Ardeshir Zahedi, 30 ans après la Révolution des mollahs swissinfo.ch

Trente ans après la Révolution des mollahs qui l'ont condamné à mort, Ardeshir Zahedi qui fut le gendre et confident du Shah défend l'image d'un régime lâché par l'Occident, y compris la Suisse. Même s'il est fier de voir un satellite iranien en orbite.

Entre Montreux et Chillon, la «Villa des Roses» à Veytaux est une enclave persane au bord du Léman. C’est là que vit l’ex-ministre des affaires étrangères du dernier Shah d’Iran, qui fut ambassadeur d’Iran à Washington et à Londres.

Grand, élégant, affable, Ardeshir Zahedi a hérité de la maison achetée par son père, le Général Zahedi, qui fut le Premier ministre d’Iran de 1953 à 1955, ambassadeur auprès des Nations Unies à Genève avant son décès à Montreux en 1963.

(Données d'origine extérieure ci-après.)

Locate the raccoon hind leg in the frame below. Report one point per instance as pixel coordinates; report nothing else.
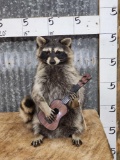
(27, 110)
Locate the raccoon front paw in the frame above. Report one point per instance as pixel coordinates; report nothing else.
(38, 141)
(72, 95)
(76, 141)
(51, 116)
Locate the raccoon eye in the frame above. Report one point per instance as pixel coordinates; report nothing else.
(46, 52)
(58, 52)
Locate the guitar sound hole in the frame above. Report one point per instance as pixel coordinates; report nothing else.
(56, 110)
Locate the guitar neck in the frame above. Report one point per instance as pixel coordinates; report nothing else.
(76, 87)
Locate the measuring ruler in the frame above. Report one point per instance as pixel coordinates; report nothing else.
(108, 69)
(48, 26)
(106, 26)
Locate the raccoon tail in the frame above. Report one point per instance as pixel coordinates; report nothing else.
(27, 110)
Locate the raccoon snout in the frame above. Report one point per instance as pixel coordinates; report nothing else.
(52, 61)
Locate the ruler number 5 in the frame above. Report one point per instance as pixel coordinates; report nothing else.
(78, 21)
(113, 150)
(112, 108)
(114, 11)
(50, 20)
(113, 62)
(112, 130)
(1, 24)
(25, 22)
(113, 36)
(112, 85)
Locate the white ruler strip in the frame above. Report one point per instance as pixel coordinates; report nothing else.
(22, 27)
(108, 69)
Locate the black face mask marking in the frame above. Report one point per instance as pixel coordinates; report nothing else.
(62, 56)
(44, 55)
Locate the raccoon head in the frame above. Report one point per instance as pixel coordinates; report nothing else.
(54, 52)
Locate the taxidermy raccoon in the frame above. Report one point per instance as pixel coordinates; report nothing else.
(54, 78)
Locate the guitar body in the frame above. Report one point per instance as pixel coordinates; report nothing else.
(60, 109)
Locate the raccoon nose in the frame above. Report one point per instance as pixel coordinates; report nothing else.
(52, 61)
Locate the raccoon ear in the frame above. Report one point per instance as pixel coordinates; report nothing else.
(41, 41)
(66, 41)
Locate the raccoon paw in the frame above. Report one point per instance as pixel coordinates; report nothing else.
(37, 142)
(76, 141)
(51, 117)
(72, 95)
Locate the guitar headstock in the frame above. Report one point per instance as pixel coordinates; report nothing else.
(84, 80)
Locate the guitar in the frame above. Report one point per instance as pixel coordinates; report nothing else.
(59, 106)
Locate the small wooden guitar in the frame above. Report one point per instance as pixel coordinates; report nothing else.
(59, 106)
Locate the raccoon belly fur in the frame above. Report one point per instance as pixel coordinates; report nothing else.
(55, 83)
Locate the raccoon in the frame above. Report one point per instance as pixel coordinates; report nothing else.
(55, 75)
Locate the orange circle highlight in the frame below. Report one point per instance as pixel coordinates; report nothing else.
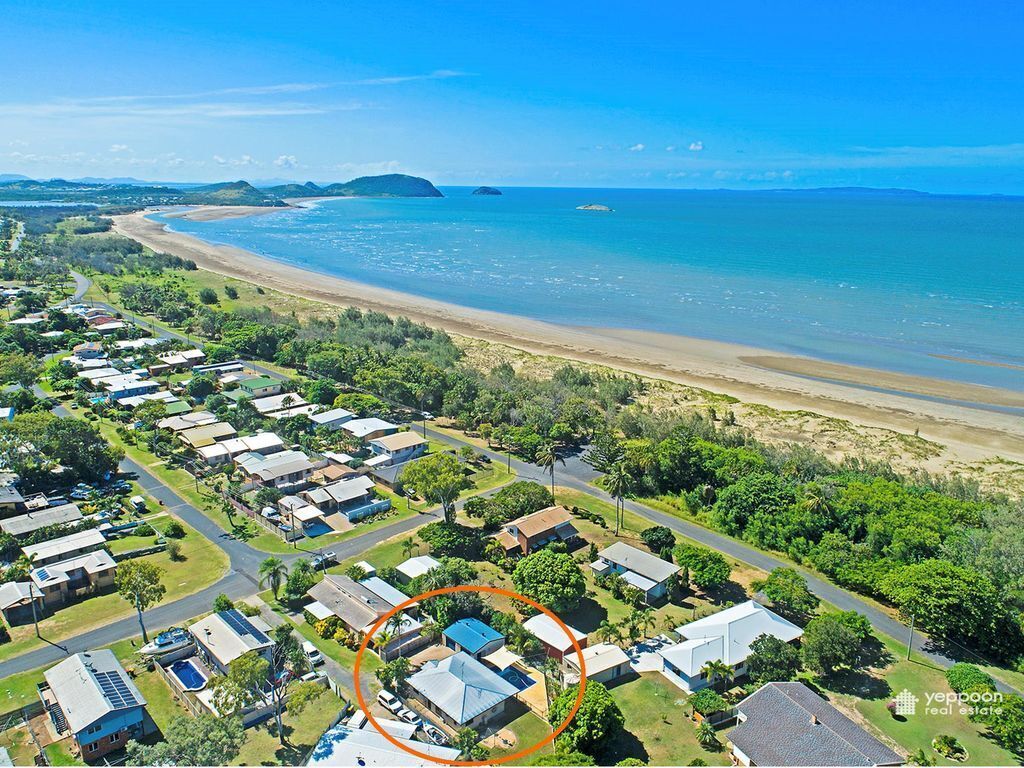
(469, 588)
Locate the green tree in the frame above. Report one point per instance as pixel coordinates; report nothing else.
(553, 579)
(138, 582)
(272, 572)
(439, 478)
(828, 644)
(200, 740)
(596, 723)
(548, 456)
(786, 590)
(772, 660)
(707, 567)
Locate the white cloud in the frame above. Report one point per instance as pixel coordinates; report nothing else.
(395, 79)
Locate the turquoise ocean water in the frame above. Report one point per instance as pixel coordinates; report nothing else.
(886, 281)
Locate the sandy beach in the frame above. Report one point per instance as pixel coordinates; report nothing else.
(875, 398)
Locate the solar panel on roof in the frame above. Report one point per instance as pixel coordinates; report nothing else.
(243, 626)
(116, 690)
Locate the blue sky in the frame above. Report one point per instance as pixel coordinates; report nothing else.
(739, 94)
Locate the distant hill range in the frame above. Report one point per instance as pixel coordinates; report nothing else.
(225, 194)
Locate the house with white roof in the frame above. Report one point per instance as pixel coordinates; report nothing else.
(353, 497)
(90, 697)
(395, 449)
(224, 636)
(647, 572)
(368, 429)
(604, 663)
(416, 566)
(332, 419)
(556, 643)
(463, 691)
(726, 637)
(73, 545)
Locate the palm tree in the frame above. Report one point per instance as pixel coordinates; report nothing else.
(547, 458)
(717, 671)
(409, 546)
(272, 572)
(609, 632)
(617, 482)
(707, 736)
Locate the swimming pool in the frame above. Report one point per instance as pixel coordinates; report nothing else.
(186, 673)
(518, 679)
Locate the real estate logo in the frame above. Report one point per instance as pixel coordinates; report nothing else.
(906, 702)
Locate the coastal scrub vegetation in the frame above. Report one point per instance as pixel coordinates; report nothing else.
(937, 549)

«Mon père avait découvert la région lors d’un périple en voiture à travers l’Europe. Ce qui lui plaisait aussi par-dessus tout, c’était le fonctionnement de l’armée suisse», explique l’hôte des lieux qui vit là, entouré de portraits de tous les grands de la planète côtoyés lors de sa carrière diplomatique.

Nixon, Clinton, Liza Minelli

«Là c’est le président Nixon, là c’est Bill Clinton, là c’est le Shah et la Shabanou, là c’est avec Liza Minelli.» Des coupures de presse l’attestent, ce séduisant diplomate a fait chavirer le cœur des plus belles et des plus célèbres: Liz Taylor et Jackie Onassis se disputaient même ses faveurs. Il a aussi fréquenté Charlie Chaplin au Manoir du Ban à Corsier sur Vevey.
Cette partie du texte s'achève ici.